Skip to main content

Alerting

When something goes wrong (perhaps a REST endpoint you rely on goes down, or an integration starts taking five minutes when you expect it to take five seconds) your incident response team should be alerted right away. It should never be the case that customers are calling you to inform you that your integrations are down. Your team should be able to proactively, or at least quickly reactively, respond to issues with your integrations.

With properly configured monitoring and alerting you can put your mind at ease - no news is good news!
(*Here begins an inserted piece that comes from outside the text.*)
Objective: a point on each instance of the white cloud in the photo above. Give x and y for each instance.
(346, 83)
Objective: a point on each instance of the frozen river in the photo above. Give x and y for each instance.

Prismatic alert monitors are configurable. You can choose from a variety of alert triggers, including triggering on elevated log levels, long execution times, failed executions, etc., and you can notify your integration team via email and SMS, or via Slack, Pager Duty, OpsGenie, or any other notification system you choose by using webhooks.

Terminology

  • An alert group is a set of users to notify (by email or SMS) and webhooks to invoke when when an instance does something noteworthy or unexpected, like failing to run to completion.
  • An alert trigger is a noteworthy or unexpected event that causes an alert monitor to fire. An alert trigger may fire if an instance takes longer than expected or logs error or warning messages unexpectedly. You can also trigger on positive things, like successful instance runs or when you set an instance to enabled. A full list of alert triggers are here.
  • An alert monitor is a combination of an alert group and some alert triggers, and is configured for an instance. You add an alert monitor to an instance, specify when the monitor should be triggered, and which alert groups should be notified in the event of a trigger.
  • An alert event is created when an alert trigger causes an alert monitor to fire. For example, one alert event might notify the DevOps team at 07:30 AM that an instance failed to run. If the instance is scheduled to run every 15 minutes, another event would be created 15 minutes later if the issue hadn't been resolved.